Shares of Tellurian (NASDAQ:TELL) surged more than 12% in afternoon trading today, before closing up about 9%, only to surge again in after-hours trading. The big news was about as important as it gets for the company: It announced a 10-year contract with Royal Dutch Shell (NYSE:RDS.A)(NYSE:RDS.B) for 3 million metric tons of liquefied natural gas per year.
What makes this particular deal so important is that it fills up essentially all of the capacity Tellurian expects to get from the first two plants at its long-anticipated Driftwood LNG facility. And that puts the LNG export company on very important step closer to making Driftwood a reality.
Tellurian has been on quite a roll over the past three months, securing nine metric tons per year on long-term agreements, finally getting enough supply locked up to meet the capacity of the first two LNG plants at Driftwood.
Not to overstate the importance of securing this deal, but without locking up all of the capacity from the first two LNG plants Tellurian intends to build, Driftwood was never going to happen. The costs of building the liquefaction plants, the pipelines to bring natural gas to them, and all of the other necessary infrastructure are unlikely to have been economically feasible without securing at least enough capacity to support the initial construction of these two plants.
The hard work is far from done, but the next step -- securing financing -- will be far easier with firm, long-term commitments in hand from some of the largest energy companies in the world. In the press release, CEO Octávio Simões said, "Tellurian will now focus on financing Driftwood, in order to give (construction partner) Bechtel notice to proceed with construction in early 2022."

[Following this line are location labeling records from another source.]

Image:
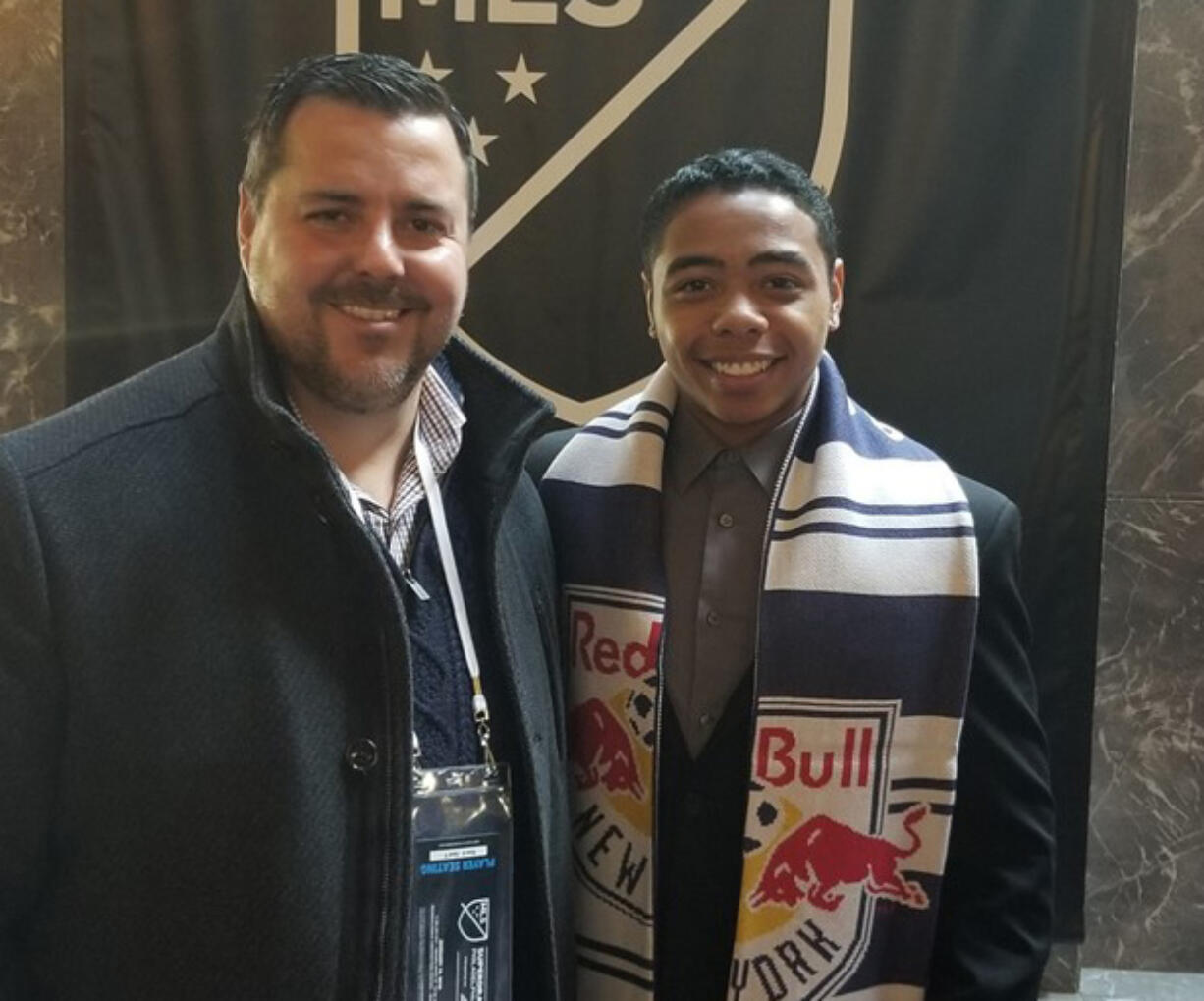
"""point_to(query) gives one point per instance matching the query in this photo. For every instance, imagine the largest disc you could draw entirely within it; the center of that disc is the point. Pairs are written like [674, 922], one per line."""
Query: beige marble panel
[1145, 869]
[31, 255]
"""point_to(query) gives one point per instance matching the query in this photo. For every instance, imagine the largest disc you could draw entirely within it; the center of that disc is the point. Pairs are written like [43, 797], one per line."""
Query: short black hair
[373, 81]
[735, 170]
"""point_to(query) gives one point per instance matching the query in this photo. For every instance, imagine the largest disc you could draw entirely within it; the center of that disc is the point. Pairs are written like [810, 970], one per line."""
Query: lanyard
[440, 523]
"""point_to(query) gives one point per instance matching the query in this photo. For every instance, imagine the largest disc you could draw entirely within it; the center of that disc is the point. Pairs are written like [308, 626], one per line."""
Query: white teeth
[371, 315]
[740, 367]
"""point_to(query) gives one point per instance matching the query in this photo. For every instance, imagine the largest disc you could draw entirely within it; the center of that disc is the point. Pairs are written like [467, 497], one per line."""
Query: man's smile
[741, 368]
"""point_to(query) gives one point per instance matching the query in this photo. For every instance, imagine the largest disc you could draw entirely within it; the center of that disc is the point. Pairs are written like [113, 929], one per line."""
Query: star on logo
[520, 81]
[479, 139]
[429, 68]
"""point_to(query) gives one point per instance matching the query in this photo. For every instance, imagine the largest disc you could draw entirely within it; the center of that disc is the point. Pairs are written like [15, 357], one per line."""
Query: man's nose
[382, 254]
[739, 315]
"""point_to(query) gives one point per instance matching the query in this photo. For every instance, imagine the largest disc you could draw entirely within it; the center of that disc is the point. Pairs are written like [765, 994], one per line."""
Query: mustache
[374, 296]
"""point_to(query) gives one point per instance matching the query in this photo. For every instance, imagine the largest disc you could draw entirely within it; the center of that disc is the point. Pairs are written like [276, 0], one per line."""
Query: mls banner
[974, 150]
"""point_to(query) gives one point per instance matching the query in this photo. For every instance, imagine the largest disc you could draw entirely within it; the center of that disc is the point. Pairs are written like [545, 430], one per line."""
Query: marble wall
[1145, 874]
[31, 261]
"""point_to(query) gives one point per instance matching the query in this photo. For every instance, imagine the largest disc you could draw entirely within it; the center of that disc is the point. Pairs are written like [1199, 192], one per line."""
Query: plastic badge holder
[460, 941]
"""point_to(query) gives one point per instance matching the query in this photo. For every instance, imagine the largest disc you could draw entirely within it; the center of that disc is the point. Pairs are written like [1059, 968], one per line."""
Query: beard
[376, 383]
[382, 384]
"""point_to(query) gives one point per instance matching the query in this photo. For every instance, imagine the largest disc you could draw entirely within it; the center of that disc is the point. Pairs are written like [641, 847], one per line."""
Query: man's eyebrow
[781, 256]
[331, 195]
[695, 260]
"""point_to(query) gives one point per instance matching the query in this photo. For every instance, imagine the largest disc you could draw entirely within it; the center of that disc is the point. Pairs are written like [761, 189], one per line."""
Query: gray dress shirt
[714, 513]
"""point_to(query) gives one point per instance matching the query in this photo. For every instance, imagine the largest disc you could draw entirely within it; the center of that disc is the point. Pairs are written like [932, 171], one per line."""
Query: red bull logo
[822, 856]
[601, 751]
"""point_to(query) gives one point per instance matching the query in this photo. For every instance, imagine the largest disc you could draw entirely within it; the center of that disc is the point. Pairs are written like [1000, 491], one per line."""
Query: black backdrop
[979, 195]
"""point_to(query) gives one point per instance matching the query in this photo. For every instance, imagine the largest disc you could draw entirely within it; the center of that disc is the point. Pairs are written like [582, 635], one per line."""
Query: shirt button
[361, 754]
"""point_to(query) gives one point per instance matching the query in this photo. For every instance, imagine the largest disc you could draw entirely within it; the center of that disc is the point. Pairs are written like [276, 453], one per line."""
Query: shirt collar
[691, 448]
[441, 419]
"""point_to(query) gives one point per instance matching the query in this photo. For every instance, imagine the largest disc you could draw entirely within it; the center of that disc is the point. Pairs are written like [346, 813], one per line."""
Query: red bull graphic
[614, 645]
[601, 751]
[824, 855]
[829, 846]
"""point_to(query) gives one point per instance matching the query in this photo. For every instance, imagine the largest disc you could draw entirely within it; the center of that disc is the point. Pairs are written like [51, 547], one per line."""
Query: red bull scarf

For Shell, this move is another signal that the global energy giant intends to continue its focus on natural gas. Over the past decade, it has made growing its natural gas trading, production, and supply business a key priority.
Tellurian issued a second press release today, saying that it had exercised its long-term lease option on the 477-acre site in Louisiana where it will build Driftwood. The initial term is 20 years, with extensions that could take the agreement out to 50 years. The next step: securing the necessary funds to pay for Driftwood and the pipeline that will supply it, so that it can issue an FID -- final investing decision -- to Bechtel to move forward with construction.
Let me be clear: Driftwood getting the final go-ahead and being constructed isn't quite a sure thing. It's going to take billions to build, and until the lenders have issued the debt and put the money in Tellurian's accounts, there remains risk that Driftwood doesn't get built, and investors lose money.